Once you have mapped the process and found the pain points, use these five practical strategies to streamline the workflow. You don't need expensive software to apply these; you just need a willingness to challenge the status quo.

1. Remove the "Waste"

In Lean methodology, waste is anything that does not add value to the end customer. Look at your process steps and brutally ask: "If we stopped doing this step tomorrow, would the customer care?" This includes unnecessary managerial approvals, generating reports that nobody reads, and redundant quality checks. If it doesn't add value or satisfy a compliance requirement, remove it entirely.

2. Automate Repetitive Steps

Humans are terrible at repetitive data entry, but computers excel at it. If your process involves copying data from an email into a spreadsheet, or moving files between folders, it is ripe for automation. Simple no-code tools like Zapier or Microsoft Power Automate can instantly eliminate hours of manual admin work, freeing your team to focus on high-value tasks.

3. Standardise the Work

Variation is the enemy of efficiency. If five different employees handle the same task in five different ways, you do not have a process—you have chaos. Document the "one best way" to complete the task and create a simple Standard Operating Procedure (SOP) or checklist. This ensures consistent quality and makes training new staff significantly faster.

4. Reduce Handovers

Every time a task is handed from one person or department to another, there is a risk of delay, miscommunication, and error. Map out your handovers. Can you empower one person to handle steps 1, 2, and 3, instead of splitting it across three people? By reducing the number of "touchpoints," you drastically reduce the overall cycle time.
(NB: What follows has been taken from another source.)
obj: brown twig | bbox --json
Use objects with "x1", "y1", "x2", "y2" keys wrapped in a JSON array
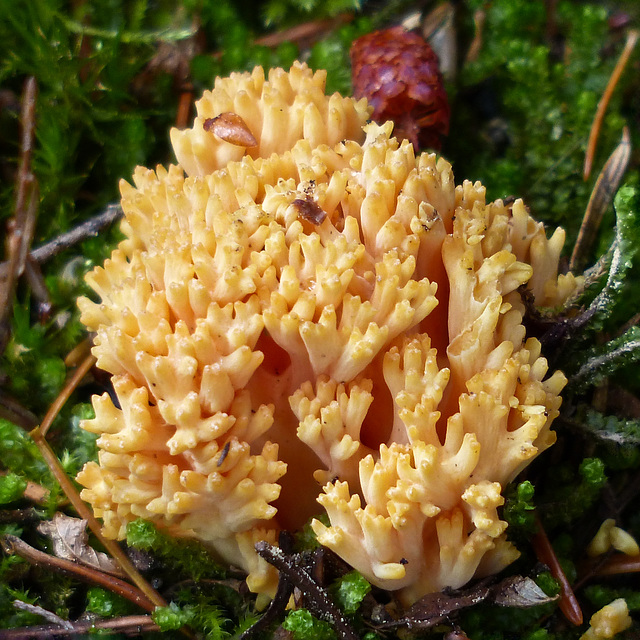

5. Fix the True Root Cause

When a problem occurs, don't just apply a temporary band-aid. Use Root Cause Analysis tools like the 5 Whys to drill down into why the system failed. Fixing the root cause ensures the problem is eliminated permanently, rather than constantly draining your team's time in future firefighting.

Workplace Example: Streamlining Expense Approvals

Let's apply this framework to a classic office frustration: the employee expense approval process.

The problem: It takes an average of 21 days for employees to be reimbursed, leading to constant complaints and wasted time for the finance team.

Identifying inefficiencies: The team maps the "As-Is" process. They find that employees fill out a paper form, physically hand it to their manager for a signature (often waiting days if the manager is traveling), and then scan it to finance, who manually type the details into the accounting system.

Applying the strategies:

  • Standardise: They move to a standardised digital form, eliminating illegible handwriting.
  • Reduce Handovers & Remove Waste: They change the policy so that any expense under £50 no longer requires managerial approval, eliminating a massive bottleneck.
  • Automate: The digital form automatically feeds the data directly into the finance system, eliminating the manual data entry step.

The result: The reimbursement time drops from 21 days to 3 days, and the finance team reclaims 15 hours a week of admin time.

Summary

Improving processes at work is not about working harder; it is about working smarter. By mapping your current workflow, identifying where the friction lies, and applying strategies like standardisation, automation, and waste reduction, you can significantly improve your daily operations. Remember, you don't have to fix the entire company at once—start with one painful process, apply these steps, and build momentum from there.